The firm has doubled the area that has very high resolution and which uses a micro-OLED that is 10X brighter than the previous generation. The company has also boosted the overall Field of View (FoV) to be 40% wider on the LCD that is used as the outer display at 115 degrees. The 12-megapixel custom LCD has a proprietary rolling backlight based on a miniLED backlight.

Qualcomm has kicked the venerable Snapdragon up another notch and announced the Snapdragon 888, which the company claims will triple-down on the future of computational photography and transform smartphones into professional-quality cameras.


Small and might, the new snapping dragon from Qualcomm. (Source: Qualcomm)
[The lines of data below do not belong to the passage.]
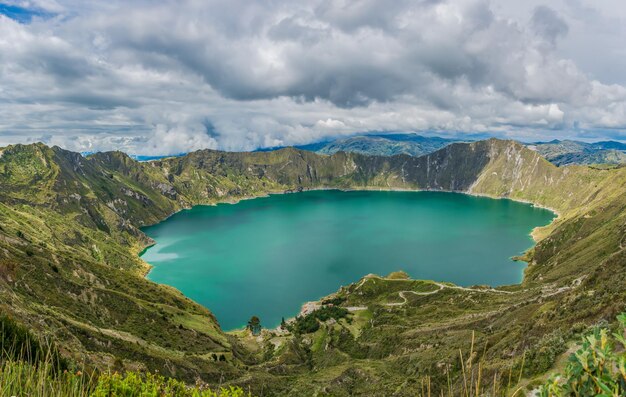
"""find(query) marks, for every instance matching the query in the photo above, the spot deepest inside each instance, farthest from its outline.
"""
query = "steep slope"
(381, 145)
(574, 152)
(69, 238)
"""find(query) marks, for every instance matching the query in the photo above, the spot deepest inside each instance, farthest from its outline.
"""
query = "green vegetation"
(69, 239)
(311, 322)
(597, 368)
(575, 152)
(30, 367)
(382, 145)
(254, 325)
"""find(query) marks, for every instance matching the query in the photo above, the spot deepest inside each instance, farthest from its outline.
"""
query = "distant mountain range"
(381, 145)
(69, 269)
(575, 152)
(558, 152)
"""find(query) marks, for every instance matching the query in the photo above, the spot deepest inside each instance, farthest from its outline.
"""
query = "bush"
(133, 384)
(311, 322)
(596, 369)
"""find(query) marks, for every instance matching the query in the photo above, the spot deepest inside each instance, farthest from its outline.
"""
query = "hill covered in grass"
(381, 144)
(575, 152)
(69, 239)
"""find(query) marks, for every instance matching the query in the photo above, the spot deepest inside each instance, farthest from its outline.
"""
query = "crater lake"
(267, 256)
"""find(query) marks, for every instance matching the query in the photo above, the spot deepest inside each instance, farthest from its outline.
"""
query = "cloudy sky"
(164, 77)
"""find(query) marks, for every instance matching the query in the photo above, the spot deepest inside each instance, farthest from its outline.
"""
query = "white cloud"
(168, 77)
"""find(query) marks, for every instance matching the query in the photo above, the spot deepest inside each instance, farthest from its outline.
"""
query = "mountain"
(381, 145)
(69, 239)
(574, 152)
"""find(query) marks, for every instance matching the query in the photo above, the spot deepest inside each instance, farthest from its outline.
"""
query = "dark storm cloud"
(171, 76)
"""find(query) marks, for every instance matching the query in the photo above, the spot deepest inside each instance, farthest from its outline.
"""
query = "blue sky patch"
(22, 14)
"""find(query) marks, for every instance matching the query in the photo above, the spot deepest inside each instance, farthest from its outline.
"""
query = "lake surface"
(267, 256)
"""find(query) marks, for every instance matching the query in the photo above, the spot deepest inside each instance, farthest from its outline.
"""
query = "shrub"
(596, 369)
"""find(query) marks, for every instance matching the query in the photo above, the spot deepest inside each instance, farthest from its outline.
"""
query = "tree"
(254, 325)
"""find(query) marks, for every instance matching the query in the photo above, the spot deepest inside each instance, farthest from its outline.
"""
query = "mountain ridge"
(81, 216)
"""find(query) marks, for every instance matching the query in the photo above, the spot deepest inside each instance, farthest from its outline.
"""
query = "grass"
(33, 367)
(69, 235)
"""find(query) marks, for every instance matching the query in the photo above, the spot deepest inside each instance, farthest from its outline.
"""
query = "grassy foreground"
(31, 367)
(69, 238)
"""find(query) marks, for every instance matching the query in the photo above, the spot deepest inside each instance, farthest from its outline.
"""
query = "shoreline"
(306, 306)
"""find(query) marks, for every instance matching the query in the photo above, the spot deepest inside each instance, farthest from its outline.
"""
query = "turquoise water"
(269, 255)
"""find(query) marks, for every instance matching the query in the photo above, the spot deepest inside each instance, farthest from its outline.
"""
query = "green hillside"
(381, 145)
(69, 239)
(574, 152)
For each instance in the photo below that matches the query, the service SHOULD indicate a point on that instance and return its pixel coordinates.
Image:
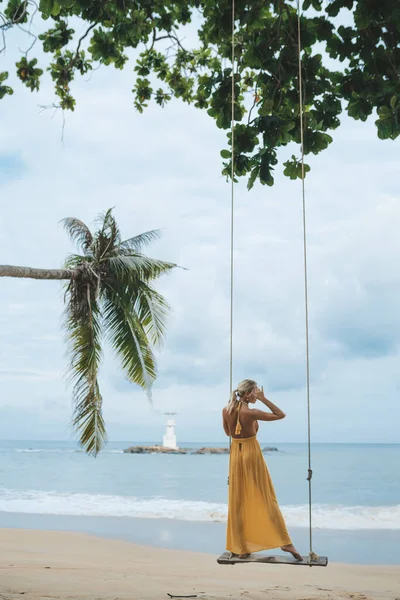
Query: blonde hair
(247, 385)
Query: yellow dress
(255, 521)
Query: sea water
(355, 491)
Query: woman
(255, 521)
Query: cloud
(12, 167)
(162, 169)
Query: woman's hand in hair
(259, 394)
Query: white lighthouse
(169, 439)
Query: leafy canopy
(367, 79)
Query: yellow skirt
(255, 521)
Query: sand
(48, 565)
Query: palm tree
(108, 296)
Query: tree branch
(29, 273)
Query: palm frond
(88, 417)
(108, 237)
(75, 260)
(83, 328)
(137, 242)
(151, 310)
(78, 232)
(128, 339)
(137, 267)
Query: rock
(204, 450)
(211, 451)
(153, 450)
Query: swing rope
(312, 555)
(232, 206)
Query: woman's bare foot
(290, 548)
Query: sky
(162, 169)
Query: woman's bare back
(247, 421)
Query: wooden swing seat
(228, 559)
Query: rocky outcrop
(162, 450)
(211, 451)
(153, 450)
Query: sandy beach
(48, 565)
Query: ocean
(180, 501)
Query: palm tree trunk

With the faster gigapixel speed Qualcomm Spectra ISP, users can capture photos and videos at 2.7 gigapixels per second or roughly 120 photos at 12MP resolution—up to 35% faster than the previous generation.

This week, the Khronos Group announced new standard extensions that will allow developers to achieve photorealism through rendering parameters that enable the physical properties of materials in 3D assets. glTF is the Khronos format for the widespread transfer of 3D scenes and models, known as the JPEG of 3D. These new next-generation physically based rendering (PBR) material extensions are for creators working with glTF. If employed they will enable the creation of powerful, realistic, and interoperable 3D content creation, which is especially important in eCommerce, art, education, and game development.

And last but far from least is Nvidia’s announcement of the RTX3060 gaming AIB. We did a review of it and ran some tests on it that can be seen here.

 Nvidia’s RTX 3060 Ti AIB


We found it to be a worthy, cost-effective gaming AIB that is easy to recommend.


It’s been a crazy busy week so far and more is promised with conferences from VFX, Qualcomm, Intel, and others.